After eight years and significant missteps, concern is justified. But the American people should be assured of three things:

This mission is necessary: If we were to leave now, Afghanistan would return to the conditions that allowed us to be struck on 9/11. More importantly, a failed Afghanistan would critically destabilize Pakistan, which currently faces an existential threat from al-Qaida and allied extremists.

If Pakistan collapses we will face an unthinkable situation: a nuclear-armed failed state overrun by the most powerful and most radical jihadist groups in the world. Al-Qaida may organize elsewhere, but there is nowhere on the face of the planet more advantageous to them and more dangerous for the world than where they are right now.

Success is attainable: In Afghanistan, our goal is not ideal democracy, but simply conditions that will be inhospitable to al-Qaida after we depart. The Taliban we face there is not the 250,000-man insurrection that defeated the Soviet Union. The Taliban’s Afghan forces number only around 20,000, and most of those are mercenaries.

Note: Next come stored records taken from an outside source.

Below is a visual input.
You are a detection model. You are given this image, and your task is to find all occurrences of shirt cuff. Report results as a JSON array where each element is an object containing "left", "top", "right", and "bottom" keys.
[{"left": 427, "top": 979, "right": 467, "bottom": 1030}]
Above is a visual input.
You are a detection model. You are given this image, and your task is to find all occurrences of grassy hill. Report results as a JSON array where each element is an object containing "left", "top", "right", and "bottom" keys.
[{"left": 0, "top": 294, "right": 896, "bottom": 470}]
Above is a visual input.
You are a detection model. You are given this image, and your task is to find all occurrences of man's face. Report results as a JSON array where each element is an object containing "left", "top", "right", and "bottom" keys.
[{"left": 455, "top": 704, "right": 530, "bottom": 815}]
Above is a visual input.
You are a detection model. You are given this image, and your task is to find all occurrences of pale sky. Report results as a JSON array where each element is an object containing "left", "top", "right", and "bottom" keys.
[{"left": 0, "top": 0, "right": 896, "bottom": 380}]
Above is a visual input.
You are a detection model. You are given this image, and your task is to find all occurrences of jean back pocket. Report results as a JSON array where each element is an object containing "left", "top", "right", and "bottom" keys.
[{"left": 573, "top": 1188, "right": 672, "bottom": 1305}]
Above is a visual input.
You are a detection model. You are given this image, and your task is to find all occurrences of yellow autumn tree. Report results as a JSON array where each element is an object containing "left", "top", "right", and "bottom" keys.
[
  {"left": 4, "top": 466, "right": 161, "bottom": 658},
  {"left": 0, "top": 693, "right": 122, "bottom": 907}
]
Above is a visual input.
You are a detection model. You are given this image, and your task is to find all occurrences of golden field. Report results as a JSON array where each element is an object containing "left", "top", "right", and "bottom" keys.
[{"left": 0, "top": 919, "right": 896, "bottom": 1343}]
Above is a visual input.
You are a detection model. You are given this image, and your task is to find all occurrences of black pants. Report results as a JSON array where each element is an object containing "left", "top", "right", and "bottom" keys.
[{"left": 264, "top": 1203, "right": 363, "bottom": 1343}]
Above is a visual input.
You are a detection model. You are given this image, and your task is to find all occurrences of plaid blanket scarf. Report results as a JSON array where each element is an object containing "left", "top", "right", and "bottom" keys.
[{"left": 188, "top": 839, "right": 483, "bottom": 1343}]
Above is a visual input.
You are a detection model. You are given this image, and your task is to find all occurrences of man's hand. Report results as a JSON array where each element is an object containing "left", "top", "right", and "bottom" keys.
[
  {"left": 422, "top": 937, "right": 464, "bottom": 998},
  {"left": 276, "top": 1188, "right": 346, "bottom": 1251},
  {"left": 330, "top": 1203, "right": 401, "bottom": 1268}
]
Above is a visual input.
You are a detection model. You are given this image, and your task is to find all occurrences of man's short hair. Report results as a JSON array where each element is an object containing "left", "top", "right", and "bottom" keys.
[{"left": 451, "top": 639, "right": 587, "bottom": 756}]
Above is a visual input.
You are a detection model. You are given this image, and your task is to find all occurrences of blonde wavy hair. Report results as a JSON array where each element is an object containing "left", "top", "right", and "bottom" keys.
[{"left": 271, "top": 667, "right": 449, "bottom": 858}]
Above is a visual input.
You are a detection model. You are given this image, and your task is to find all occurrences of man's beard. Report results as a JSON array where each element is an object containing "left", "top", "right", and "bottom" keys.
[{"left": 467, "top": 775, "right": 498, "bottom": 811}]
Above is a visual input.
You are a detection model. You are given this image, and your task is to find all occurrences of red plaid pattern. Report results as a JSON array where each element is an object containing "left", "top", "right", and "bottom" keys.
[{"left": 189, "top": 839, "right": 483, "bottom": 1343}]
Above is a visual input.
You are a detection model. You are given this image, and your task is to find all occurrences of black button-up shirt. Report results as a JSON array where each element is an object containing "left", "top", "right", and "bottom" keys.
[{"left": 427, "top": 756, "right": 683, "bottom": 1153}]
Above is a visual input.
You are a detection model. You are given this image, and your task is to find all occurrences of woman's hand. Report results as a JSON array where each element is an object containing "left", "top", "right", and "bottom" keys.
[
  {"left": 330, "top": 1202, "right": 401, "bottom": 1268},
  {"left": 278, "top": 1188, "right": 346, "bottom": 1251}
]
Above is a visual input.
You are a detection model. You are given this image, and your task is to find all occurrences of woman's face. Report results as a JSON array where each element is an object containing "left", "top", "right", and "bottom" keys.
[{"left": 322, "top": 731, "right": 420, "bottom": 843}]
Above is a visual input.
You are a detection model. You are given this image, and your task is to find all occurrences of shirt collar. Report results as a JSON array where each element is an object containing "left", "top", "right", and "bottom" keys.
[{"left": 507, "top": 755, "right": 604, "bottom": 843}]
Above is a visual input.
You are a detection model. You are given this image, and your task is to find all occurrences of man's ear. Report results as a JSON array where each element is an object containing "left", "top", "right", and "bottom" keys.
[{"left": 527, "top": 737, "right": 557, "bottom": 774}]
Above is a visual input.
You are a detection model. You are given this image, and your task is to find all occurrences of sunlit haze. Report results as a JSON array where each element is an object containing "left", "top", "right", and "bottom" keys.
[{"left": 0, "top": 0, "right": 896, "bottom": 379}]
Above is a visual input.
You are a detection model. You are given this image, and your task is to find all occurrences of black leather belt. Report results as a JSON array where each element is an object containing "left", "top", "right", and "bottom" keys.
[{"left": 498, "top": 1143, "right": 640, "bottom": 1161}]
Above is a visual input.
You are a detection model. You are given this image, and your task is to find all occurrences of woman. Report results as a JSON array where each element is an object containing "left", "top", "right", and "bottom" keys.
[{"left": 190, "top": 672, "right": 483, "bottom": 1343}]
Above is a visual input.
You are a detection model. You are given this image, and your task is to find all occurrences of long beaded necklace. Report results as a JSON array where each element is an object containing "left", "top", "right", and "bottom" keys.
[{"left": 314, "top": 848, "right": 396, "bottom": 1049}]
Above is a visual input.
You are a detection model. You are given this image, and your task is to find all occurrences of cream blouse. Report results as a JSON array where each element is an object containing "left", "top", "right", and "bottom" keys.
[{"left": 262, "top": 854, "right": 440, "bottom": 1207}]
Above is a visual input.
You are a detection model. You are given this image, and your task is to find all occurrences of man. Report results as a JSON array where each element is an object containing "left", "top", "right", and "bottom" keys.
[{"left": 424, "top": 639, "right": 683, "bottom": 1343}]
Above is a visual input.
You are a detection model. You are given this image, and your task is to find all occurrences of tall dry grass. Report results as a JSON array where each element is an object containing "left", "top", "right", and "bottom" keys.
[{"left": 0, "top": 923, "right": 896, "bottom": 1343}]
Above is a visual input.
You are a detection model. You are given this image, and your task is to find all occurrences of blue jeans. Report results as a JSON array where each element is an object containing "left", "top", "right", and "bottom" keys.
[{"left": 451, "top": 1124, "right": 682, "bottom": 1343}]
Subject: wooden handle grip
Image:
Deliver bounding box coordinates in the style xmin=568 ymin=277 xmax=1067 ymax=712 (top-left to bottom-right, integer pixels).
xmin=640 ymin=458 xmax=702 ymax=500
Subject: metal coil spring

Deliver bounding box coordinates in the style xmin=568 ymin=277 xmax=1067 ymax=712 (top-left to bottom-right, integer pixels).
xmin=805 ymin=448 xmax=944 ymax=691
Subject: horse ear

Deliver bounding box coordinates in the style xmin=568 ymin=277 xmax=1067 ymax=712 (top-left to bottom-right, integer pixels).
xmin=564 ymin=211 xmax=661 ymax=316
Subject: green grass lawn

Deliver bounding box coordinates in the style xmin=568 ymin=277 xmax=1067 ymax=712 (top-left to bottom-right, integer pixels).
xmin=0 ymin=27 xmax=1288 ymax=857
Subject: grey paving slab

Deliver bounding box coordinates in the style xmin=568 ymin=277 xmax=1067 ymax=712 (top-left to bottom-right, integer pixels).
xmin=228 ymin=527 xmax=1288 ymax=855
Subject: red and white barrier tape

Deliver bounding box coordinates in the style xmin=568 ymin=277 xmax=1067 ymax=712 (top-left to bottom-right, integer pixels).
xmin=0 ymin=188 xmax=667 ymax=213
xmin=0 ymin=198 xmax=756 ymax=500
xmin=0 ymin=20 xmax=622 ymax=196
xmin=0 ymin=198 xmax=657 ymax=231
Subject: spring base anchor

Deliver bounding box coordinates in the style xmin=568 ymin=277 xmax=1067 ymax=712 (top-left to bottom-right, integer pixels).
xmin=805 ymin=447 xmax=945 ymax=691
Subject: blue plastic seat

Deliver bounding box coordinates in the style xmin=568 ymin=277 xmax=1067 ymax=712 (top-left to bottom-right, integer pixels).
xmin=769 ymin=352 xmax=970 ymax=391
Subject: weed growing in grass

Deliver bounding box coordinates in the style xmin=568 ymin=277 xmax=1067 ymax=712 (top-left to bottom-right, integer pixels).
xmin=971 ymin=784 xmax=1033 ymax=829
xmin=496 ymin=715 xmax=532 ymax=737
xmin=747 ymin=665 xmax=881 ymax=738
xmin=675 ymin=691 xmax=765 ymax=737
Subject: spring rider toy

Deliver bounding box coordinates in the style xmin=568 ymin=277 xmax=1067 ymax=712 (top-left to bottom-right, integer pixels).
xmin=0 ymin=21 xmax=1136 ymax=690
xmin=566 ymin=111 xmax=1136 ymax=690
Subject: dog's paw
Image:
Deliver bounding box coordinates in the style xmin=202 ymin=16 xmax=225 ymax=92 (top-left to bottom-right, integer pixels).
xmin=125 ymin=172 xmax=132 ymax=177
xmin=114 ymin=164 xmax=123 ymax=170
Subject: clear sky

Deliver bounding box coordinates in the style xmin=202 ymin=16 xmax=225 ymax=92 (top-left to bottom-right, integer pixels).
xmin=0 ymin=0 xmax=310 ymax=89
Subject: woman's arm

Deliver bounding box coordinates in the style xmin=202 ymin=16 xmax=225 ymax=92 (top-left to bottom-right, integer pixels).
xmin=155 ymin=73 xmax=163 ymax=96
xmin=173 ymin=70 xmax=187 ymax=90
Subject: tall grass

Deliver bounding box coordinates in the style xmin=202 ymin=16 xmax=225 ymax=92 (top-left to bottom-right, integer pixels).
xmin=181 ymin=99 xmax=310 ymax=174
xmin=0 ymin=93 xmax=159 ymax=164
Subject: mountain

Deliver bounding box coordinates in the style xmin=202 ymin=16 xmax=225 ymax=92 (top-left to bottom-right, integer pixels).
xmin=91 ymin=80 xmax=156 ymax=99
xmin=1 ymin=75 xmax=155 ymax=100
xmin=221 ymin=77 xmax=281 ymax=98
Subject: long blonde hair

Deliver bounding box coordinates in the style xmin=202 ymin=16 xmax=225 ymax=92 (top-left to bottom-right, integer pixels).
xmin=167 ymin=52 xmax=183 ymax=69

Those fighting for a wage or because of political alliances can be brought in from the battlefield. Those ideologically committed — roughly 6,000 in Afghanistan — can be defeated.

The cost is significant, but justified: The president has provided an honest accounting of the cost of this increase — approximately $30 billion this year. This cost is high, but would be higher if we muddled along without a sufficient commitment or, worse, were compelled to return.

This cost should be paid for by reductions in programs elsewhere, closing tax loopholes (such as the $79 billion loophole for fossil fuel industries), and/or by revenues. Unlike the previous administration, we will bring this cost into the budget process and pay for it without adding to the debt.

The president has made a difficult decision. Politically, this escalation will not please some and his commitment to a focused mission with an exit strategy will not please others.

But leaders cannot be worried about political consequences. Leaders should make the decision they feel is just, explain themselves to the people and stand accountable.

Rep. Joe Sestak, D-Pa., is a former three-star admiral and veteran of the war in Afghanistan.